Net flows are also positive, with hedge funds raking in about $109 billion through the seven months on record, almost $72 billion of which represents organic investor inflows, with the remaining $37 billion coming in the form of gains.
Separating the Wheat from the Chaff
Hedge fund closures continue to outpace hedge fund launches. This is fantastic news! Here’s why. Seventy-three percent of hedge funds are in positive territory and, of those; fifteen percent are up by double digits. One can argue that with the remaining 27 percent of hedge funds providing their investors a negative return, market forces should step in and end the misery, for the benefit of both unfortunate investors and, more importantly, the hedge fund industry.
Imagine for a moment what average hedge fund gains might look like absent these poor performers.
More Good News
In classic ‘group think’ fashion, a plethora of foundations and endowments had cut their exposure to hedge funds. However, according to a recent survey conducted by Boston investment consulting firm, NEPC, LLC, roughly two-thirds of respondents indicated their intention to maintain current exposure levels and less than one-third of those surveyed reported any plans to make further cuts in the level of hedge fund exposure.

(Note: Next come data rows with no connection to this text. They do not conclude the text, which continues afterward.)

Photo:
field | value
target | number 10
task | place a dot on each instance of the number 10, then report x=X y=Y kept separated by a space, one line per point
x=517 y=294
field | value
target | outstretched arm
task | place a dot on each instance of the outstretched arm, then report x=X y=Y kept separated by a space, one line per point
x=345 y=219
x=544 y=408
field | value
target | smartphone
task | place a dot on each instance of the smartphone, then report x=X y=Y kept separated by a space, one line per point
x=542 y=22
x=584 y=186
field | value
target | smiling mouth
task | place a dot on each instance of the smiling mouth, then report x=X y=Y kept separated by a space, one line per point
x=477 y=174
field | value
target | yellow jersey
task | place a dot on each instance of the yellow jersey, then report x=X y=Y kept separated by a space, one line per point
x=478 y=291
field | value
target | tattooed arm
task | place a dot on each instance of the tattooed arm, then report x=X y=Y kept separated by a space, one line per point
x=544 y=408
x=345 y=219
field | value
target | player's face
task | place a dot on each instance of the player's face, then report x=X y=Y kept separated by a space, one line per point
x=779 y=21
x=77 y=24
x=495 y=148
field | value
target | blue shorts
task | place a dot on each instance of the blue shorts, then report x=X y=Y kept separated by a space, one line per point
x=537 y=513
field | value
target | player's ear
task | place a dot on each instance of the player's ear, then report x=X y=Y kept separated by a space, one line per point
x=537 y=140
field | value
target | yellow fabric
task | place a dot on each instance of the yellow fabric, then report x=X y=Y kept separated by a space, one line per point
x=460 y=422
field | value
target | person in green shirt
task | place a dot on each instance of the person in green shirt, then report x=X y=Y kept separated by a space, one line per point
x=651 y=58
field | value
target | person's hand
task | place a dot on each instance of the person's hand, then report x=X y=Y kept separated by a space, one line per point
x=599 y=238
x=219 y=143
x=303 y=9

However, the same survey suggests that few respondents expressed an interest in markedly increasing their exposure in the near term.
This strongly suggests that sentiments toward the hedge fund industry have stabilized, but work remains to be done in terms of regaining their full confidence.
Points of Concern
Respondents to the NEPC survey expressed the same litany of concerns that investors of all stripes have espoused over the past few years. The number one concern is performance, with 76 percent of respondents acknowledging low or disappointing returns as the main reason for their pullback. However, this is a 4-percentage point improvement over last year’s survey, in which 80 percent cited poor performance as their principal concern.

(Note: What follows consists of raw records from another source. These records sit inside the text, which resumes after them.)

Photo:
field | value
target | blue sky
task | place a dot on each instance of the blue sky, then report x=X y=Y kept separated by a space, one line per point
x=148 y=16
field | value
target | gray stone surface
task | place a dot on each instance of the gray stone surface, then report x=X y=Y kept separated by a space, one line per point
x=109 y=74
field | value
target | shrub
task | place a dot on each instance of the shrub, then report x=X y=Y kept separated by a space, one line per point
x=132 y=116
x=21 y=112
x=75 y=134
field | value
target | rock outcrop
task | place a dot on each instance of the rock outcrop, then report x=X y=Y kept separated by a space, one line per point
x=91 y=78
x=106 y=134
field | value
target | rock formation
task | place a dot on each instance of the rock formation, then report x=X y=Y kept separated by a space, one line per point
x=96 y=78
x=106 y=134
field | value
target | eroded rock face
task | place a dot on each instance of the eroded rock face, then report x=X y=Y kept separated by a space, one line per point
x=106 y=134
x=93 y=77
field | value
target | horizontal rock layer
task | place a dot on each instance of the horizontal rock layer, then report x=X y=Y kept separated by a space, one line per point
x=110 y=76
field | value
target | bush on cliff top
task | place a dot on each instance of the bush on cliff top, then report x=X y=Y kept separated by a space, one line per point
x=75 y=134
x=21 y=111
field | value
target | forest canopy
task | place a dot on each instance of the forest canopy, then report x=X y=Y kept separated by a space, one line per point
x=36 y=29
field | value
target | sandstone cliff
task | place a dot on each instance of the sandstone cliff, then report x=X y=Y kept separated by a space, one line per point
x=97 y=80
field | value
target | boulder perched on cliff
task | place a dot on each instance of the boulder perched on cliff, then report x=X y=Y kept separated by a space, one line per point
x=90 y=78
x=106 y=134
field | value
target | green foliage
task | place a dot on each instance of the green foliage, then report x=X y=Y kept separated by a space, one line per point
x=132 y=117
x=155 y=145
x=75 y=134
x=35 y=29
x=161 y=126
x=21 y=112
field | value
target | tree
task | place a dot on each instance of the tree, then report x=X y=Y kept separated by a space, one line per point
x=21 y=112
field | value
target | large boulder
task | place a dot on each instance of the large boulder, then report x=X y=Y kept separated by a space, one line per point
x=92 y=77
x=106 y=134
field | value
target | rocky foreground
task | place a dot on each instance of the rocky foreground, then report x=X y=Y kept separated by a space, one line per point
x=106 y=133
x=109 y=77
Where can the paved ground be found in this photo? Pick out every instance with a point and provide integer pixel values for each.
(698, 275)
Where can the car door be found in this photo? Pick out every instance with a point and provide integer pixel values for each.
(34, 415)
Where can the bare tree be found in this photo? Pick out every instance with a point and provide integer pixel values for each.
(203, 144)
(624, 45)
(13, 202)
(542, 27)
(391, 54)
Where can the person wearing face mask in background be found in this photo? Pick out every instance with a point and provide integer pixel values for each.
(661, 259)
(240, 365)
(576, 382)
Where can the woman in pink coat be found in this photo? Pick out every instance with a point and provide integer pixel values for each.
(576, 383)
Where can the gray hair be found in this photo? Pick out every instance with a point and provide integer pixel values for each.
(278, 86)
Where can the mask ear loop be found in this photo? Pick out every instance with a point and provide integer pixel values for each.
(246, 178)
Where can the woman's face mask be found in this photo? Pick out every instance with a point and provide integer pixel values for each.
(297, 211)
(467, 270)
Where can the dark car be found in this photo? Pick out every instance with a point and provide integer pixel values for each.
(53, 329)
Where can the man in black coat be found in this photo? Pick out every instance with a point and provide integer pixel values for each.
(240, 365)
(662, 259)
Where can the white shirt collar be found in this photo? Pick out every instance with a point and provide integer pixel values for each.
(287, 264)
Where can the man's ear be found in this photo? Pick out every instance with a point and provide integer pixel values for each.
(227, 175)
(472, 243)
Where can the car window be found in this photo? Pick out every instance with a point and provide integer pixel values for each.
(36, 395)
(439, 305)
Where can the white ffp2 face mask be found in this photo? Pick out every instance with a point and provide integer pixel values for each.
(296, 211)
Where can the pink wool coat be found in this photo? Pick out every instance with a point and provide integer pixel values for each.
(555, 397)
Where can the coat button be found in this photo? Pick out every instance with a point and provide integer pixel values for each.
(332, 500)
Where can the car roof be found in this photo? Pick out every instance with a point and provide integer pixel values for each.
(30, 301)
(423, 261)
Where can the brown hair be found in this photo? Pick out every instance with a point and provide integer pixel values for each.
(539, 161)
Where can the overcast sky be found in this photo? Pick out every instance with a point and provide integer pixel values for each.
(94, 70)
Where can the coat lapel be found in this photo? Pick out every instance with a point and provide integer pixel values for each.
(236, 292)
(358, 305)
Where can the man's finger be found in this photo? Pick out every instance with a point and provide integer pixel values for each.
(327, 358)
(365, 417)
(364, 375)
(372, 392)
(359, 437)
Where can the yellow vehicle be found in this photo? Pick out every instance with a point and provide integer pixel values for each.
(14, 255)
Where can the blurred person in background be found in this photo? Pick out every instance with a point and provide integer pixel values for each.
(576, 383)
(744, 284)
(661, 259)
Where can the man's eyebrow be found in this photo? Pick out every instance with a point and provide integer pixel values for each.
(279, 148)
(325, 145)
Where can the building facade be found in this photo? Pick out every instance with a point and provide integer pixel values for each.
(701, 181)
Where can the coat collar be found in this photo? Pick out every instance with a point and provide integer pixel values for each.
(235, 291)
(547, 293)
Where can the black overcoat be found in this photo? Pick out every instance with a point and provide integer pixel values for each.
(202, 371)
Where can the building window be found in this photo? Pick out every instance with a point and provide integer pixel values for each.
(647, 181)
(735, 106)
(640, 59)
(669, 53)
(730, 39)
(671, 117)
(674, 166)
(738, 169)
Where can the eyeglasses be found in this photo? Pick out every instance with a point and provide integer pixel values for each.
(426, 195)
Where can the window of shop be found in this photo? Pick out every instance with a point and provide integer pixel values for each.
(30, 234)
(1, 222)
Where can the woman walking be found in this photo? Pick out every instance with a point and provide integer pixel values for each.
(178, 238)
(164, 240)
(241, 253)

High fees took the number two spot, and, surprisingly, 73 percent of those surveyed this year cited high fees as a concern as compared to 54 percent last year. This is surprising because fees have been trending lower.

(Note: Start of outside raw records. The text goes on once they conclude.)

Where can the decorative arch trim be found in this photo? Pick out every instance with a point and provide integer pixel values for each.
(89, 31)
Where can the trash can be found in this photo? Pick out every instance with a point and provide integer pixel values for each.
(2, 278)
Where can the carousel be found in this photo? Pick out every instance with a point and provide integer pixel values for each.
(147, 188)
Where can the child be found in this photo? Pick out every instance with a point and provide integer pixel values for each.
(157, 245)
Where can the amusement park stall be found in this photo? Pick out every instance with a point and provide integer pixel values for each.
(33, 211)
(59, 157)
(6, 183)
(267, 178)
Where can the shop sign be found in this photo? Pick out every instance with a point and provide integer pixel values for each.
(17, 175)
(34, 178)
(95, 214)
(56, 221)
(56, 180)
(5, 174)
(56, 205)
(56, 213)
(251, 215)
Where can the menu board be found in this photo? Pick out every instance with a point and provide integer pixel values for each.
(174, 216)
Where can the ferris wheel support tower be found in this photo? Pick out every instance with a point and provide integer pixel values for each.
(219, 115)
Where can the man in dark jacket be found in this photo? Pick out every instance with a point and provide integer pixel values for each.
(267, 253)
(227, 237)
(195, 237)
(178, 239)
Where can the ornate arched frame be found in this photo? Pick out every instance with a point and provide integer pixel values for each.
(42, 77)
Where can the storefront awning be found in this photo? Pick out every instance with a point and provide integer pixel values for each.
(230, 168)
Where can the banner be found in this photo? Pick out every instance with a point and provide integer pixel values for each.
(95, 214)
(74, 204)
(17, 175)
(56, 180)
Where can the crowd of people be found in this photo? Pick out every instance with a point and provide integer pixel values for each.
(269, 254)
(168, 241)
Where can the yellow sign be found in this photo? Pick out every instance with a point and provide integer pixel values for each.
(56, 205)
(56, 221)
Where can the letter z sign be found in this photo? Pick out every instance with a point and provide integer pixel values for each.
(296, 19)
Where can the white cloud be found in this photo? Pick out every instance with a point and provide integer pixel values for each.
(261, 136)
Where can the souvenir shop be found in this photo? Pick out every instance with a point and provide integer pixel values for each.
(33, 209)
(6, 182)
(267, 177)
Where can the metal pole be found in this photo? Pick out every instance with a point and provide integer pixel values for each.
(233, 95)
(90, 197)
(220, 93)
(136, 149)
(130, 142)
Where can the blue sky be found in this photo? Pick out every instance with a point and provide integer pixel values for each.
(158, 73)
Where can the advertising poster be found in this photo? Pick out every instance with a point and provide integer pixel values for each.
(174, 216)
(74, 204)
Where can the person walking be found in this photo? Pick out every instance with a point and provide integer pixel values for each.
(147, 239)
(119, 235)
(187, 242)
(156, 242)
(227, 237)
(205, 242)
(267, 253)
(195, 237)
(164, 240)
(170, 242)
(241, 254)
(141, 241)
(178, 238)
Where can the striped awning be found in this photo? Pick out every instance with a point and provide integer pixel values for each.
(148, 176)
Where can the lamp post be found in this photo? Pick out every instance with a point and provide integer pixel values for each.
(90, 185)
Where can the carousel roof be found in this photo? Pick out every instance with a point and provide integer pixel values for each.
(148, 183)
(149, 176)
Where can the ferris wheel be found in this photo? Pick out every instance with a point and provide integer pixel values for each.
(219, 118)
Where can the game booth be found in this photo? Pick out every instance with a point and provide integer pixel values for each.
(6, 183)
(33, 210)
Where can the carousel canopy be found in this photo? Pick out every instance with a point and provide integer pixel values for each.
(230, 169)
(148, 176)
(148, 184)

The third most often cited concern is transparency. In last year’s survey, transparency was named as a concern by 37 percent of respondents. In 2017, 65 percent of survey participants named transparency as a cause for concern, an alarming increase.
If the hedge fund industry desires increased investment from foundations and endowments, they must strive to meet the top concerns of these investors. Simply stated, this means improved performance, continued fee reductions, and heightened levels of transparency.
In order for hedge funds to make inroads with this segment of the investment community, the industry must strive to be more responsive to these concerns. If the industry fails to address these issues, further erosion may occur.